As I go through this article I’ll show you what I see in large organizations that have caused many customer service problems and also show you what they should have done to avoid those problems. More importantly I’ll show you what you can do now to avoid falling into the same traps.
AN IMPORTANT CONCEPT.
I use something called “Event-Driven” concepts in order to obtain many benefits for an organization. Basically “Event-Driven” means focusing on whomever or whatever is your customer. Let me start with a basic premise: All systems we encounter, be they human, computer or in nature, have a fundamental characteristic in common – they’re all “Stimulus-Response mechanisms”. For example: A storm (the Event), produces rain (the Stimulus), which produces erosion (the Response). Over time, the response can be something as significant as the Grand Canyon in Arizona.

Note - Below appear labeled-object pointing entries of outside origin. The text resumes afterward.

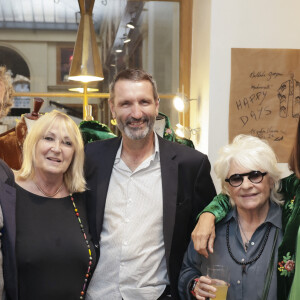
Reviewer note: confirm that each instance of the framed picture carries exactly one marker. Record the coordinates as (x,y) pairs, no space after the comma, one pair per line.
(64,56)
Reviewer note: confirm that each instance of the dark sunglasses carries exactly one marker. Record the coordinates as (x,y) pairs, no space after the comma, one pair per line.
(236,180)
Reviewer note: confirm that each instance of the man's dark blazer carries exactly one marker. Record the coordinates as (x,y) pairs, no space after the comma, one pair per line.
(187,188)
(8,205)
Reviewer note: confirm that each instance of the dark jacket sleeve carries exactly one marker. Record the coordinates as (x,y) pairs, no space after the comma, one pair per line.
(219,207)
(204,188)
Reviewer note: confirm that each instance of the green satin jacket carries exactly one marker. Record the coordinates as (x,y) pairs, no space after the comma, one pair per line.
(290,189)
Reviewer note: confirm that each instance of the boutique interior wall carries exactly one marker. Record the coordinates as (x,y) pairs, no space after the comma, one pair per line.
(219,26)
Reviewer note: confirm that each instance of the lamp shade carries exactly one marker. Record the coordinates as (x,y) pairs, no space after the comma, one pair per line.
(86,65)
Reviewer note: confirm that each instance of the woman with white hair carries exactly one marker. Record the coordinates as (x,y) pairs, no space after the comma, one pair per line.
(248,237)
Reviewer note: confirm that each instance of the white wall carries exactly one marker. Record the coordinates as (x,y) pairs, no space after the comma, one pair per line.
(237,24)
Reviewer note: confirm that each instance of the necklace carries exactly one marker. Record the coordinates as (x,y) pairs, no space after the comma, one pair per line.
(88,272)
(246,244)
(245,263)
(46,194)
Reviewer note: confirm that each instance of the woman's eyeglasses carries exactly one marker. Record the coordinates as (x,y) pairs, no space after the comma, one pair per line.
(236,180)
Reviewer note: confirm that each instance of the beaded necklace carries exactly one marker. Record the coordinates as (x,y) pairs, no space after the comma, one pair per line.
(88,273)
(245,263)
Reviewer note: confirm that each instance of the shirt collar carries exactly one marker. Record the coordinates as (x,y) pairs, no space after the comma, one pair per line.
(273,216)
(155,156)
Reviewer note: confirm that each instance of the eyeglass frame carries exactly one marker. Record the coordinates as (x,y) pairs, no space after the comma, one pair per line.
(263,174)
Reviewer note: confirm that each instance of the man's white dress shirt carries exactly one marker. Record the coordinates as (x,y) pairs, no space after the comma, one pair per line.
(132,262)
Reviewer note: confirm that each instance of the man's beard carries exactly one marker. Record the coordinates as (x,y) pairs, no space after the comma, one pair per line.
(136,133)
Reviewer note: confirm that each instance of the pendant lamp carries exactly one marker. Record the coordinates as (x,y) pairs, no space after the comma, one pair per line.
(86,65)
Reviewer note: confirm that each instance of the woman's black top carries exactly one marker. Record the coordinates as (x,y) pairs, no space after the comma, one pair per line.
(52,256)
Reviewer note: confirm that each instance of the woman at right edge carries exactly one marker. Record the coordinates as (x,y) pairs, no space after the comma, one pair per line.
(288,269)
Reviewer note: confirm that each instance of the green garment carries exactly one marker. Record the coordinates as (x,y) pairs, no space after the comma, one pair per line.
(290,224)
(170,135)
(93,131)
(295,290)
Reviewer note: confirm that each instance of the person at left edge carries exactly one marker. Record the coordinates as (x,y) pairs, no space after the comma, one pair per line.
(7,196)
(144,194)
(53,253)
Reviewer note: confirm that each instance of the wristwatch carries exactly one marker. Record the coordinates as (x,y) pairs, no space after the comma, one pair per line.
(193,285)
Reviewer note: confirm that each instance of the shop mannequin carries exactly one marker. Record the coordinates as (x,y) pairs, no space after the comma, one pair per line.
(11,141)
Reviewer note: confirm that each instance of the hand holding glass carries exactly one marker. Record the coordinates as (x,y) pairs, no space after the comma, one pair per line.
(220,280)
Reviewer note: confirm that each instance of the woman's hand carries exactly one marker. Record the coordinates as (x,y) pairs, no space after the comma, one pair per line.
(203,235)
(204,289)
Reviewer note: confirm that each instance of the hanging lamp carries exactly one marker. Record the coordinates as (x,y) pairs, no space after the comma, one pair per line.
(86,65)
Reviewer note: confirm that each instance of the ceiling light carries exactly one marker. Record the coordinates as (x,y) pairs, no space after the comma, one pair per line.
(80,90)
(86,65)
(127,40)
(130,25)
(178,103)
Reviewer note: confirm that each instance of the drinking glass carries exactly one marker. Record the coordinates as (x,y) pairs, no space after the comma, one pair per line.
(220,280)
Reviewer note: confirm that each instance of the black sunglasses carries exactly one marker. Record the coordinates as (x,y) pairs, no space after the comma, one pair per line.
(236,180)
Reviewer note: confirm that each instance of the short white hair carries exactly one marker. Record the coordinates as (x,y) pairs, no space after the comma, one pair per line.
(251,153)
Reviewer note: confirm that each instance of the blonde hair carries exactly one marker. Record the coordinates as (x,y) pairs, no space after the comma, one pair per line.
(7,100)
(73,177)
(252,153)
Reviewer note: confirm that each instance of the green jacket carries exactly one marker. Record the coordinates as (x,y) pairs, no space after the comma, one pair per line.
(290,224)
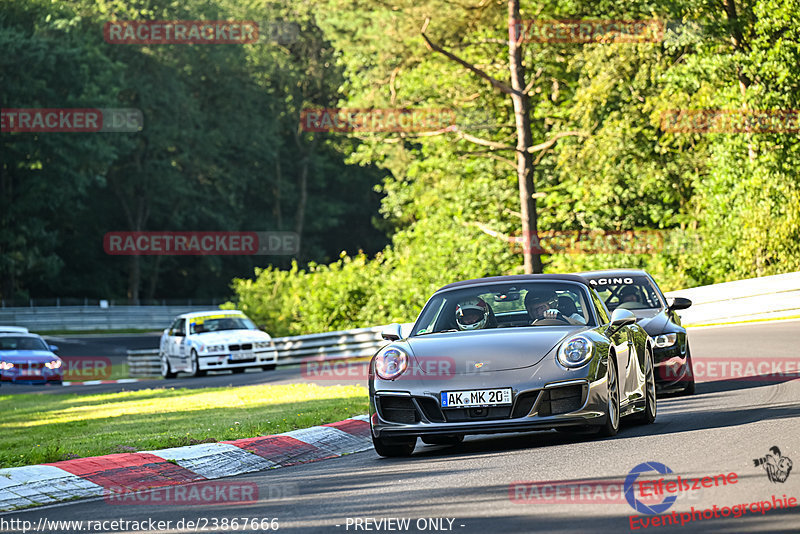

Every organization simply selects a set of Events that it wishes to respond to from the external world; e.g. A customer wants to place an Order or Request your services. Each external need to which the organization responds is called an “Event”. Now, it’s the “Event” happening outside your business that initiated the action that your business takes. For example when a customer wants to buy a product of service from your organization the Stimulus Request may go through a whole bunch of people tasks (even different departments), and/or a bunch of computer programs (even different computer systems). It may be recorded and retrieved in and out of manual files or even computer databases and so on before it becomes an Event Response out of the whole organization. The total set of individual processes, their data and files make up what I call an “Event-Driven Reaction or Partition” – one initiated by the customer. Note the best context within which to view an Event-Driven Reaction is from a whole business point of view rather than from any one person/department or computer program/ system context. Taking this view will also give us the most benefits to the organization.
Using my example above what appears to be very obvious in this all-too-typical large organization structure is our Event response has been sliced-up (partitioned) for very different reasons than around a customer’s need. In fact the predominant partitioning/structure seems to be based on human skills and computer software package reasons rather than customer focused Event-Driven reasons; the resultant structure even being controlled by a classical military hierarchy, in other words formed from industrial-age and earlier reasons. In an efficient, customer-focused business we must not perpetuate this “fragmented” structure.